4.8 KiB
PepperDash Essentials Unit Testing Strategy
Problem Statement
The PepperDash Essentials framework is tightly coupled to Crestron hardware libraries that only run on Crestron devices, making it impossible to run unit tests on development machines or in CI/CD pipelines.
Solution: Abstraction Layer Pattern
1. Core Abstractions Created
We've implemented abstraction interfaces that decouple business logic from Crestron hardware:
ICrestronControlSystem- Abstracts the control system hardwareIRelayPort- Abstracts relay functionalityIDigitalInput- Abstracts digital inputs with event handlingIVersiPort- Abstracts VersiPort I/O
2. Adapter Pattern Implementation
Created adapter classes that wrap Crestron objects in production:
// Production code uses adapters
var controlSystem = new CrestronControlSystemAdapter(Global.ControlSystem);
var processor = new CrestronProcessorTestable("key", controlSystem);
// Test code uses mocks
var mockControlSystem = new Mock<ICrestronControlSystem>();
var processor = new CrestronProcessorTestable("key", mockControlSystem.Object);
3. Testable Classes
Refactored classes to accept abstractions via dependency injection:
CrestronProcessorTestable- AcceptsICrestronControlSystemGenericRelayDeviceTestable- AcceptsIRelayPort
Implementation Steps
Step 1: Identify Dependencies
# Find Crestron dependencies
grep -r "using Crestron" --include="*.cs"

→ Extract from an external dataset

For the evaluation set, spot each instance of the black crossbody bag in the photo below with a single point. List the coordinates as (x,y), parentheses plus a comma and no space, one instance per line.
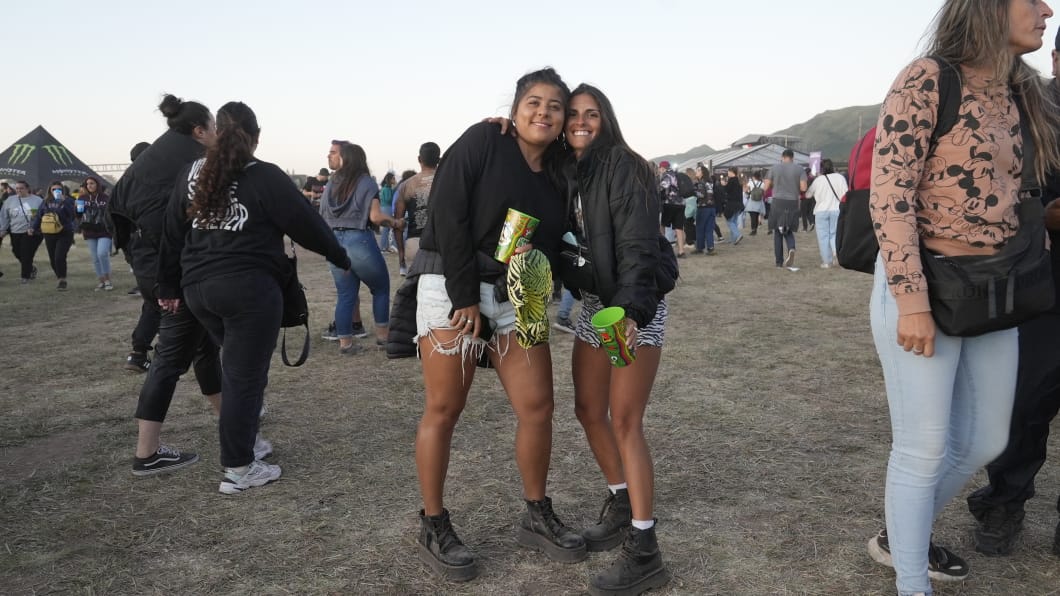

Step 2: Create Abstractions
Define interfaces that mirror the Crestron API surface you need:
public interface IRelayPort
{
void Open();
void Close();
void Pulse(int delayMs);
bool State { get; }
}
Step 3: Implement Adapters
Wrap Crestron objects with adapters:
public class RelayPortAdapter : IRelayPort
{
private readonly Relay _relay;
public void Open() => _relay.Open();
// ... other methods
}
Step 4: Refactor Classes
Accept abstractions in constructors:
public class CrestronProcessorTestable
{
public CrestronProcessorTestable(string key, ICrestronControlSystem processor)
{
// Use abstraction instead of concrete type
}
}
Step 5: Write Tests
Use mocking frameworks to test business logic:
[Fact]
public void OpenRelay_CallsRelayPortOpen()
{
var mockRelay = new Mock<IRelayPort>();
var device = new GenericRelayDeviceTestable("test", mockRelay.Object);
device.OpenRelay();
mockRelay.Verify(r => r.Open(), Times.Once);
}
Test Project Structure
tests/
├── PepperDash.Essentials.Core.Tests/
│ ├── Abstractions/ # Tests for abstraction adapters
│ ├── Devices/ # Device-specific tests
│ └── *.csproj # Test project file
└── README.md # Testing documentation
CI/CD Integration
GitHub Actions Workflow
The .github/workflows/ci.yml file runs tests automatically on:
- Push to main/develop branches
- Pull requests
- Generates code coverage reports
Running Tests Locally
# Run all tests
dotnet test
# Run with coverage
dotnet test --collect:"XPlat Code Coverage"
# Run specific tests
dotnet test --filter "FullyQualifiedName~CrestronProcessor"
Benefits
- Unit Testing Without Hardware - Tests run on any machine
- CI/CD Integration - Automated testing in pipelines
- Better Design - Encourages SOLID principles
- Faster Development - No need for hardware to test logic
- Higher Code Quality - Catch bugs before deployment
Migration Guide
For Existing Code
- Identify classes with Crestron dependencies
- Create abstraction interfaces
- Implement adapters
- Create testable versions accepting abstractions
- Write unit tests
For New Code
- Always code against abstractions, not Crestron types
- Use dependency injection
- Write tests first (TDD approach)
Current Test Coverage
- ✅ CrestronProcessor relay management
- ✅ GenericRelayDevice operations
- ✅ Digital input event handling
- ✅ VersiPort analog/digital operations
Next Steps
- Expand abstractions for more Crestron components
- Increase test coverage across all modules
- Add integration tests with mock hardware
- Document testing best practices
- Create code generation tools for adapters
Tools Used
- xUnit - Test framework
- Moq - Mocking library
- FluentAssertions - Readable assertions
- Coverlet - Code coverage
- GitHub Actions - CI/CD
Summary
By introducing an abstraction layer between the business logic and Crestron hardware dependencies, we've successfully enabled unit testing for the PepperDash Essentials framework. This approach allows development and testing without physical hardware while maintaining full compatibility with Crestron systems in production.